National Review was not a comfortable place for the self-important, the pompous or the spoiled. Bill was rich, but National Review wasn't. The offices, invariably described as "Dickensian," were shabby. The money was notional. But, with Priscilla there, it was the apex of civilization. It was as if the Queen of England showed up at a safari. You'd still be dodging bugs and snakes and longing for a real shower, but you'd feel that you were at the center of something and that you were among the elect.

Priscilla was a brilliant editor but also a terrific prose stylist herself. Her memoir of her time as a UPI correspondent in Paris, from 1953 to 1956, "String of Pearls," is a delight, combining history, amusing stories of journalistic improvisation, and memorable sketches of the French.

Her travel writing appeared often in the pages of NR and some can be sampled in the pages of "Living It Up." Here, for example, is a description of a Greek island:

"Samos, 4,700 feet high, comes into view in the early afternoon, a grey haze, a rosy outline, a looming presence. We are close enough to pick out the spunky stone walls that march up over the hill and out of sight and crisscross the flanks of every island we pass, separating, to our untutored eyes, nothing from nothing, so rocky and barren is the terrain."

Already an experienced journalist when Bill hired her to steer NR, Priscilla was also (like Bill) a former spy for the CIA, as well as an expert golfer, hunter, and master of several languages.

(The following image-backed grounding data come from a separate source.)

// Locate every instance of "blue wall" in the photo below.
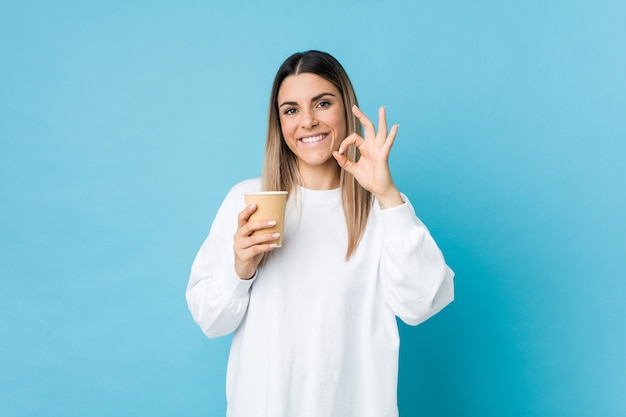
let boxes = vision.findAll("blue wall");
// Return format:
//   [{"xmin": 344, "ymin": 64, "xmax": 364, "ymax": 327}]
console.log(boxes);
[{"xmin": 1, "ymin": 1, "xmax": 624, "ymax": 416}]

We tried to meet once a year for lunch. Though age gnarled her fingers and lined her face, she remained mentally sharp until the end. I owe her so much: for her lessons in good writing when I joined NR as a 22-year-old college graduate, for her encouragement of my career, for her advice, and for her friendship. But above all, I feel grateful to have known someone so worthy of emulation. I won't hear her delighted laughter again. But, as Bill might have said, the angels are laughing now to have her in their company.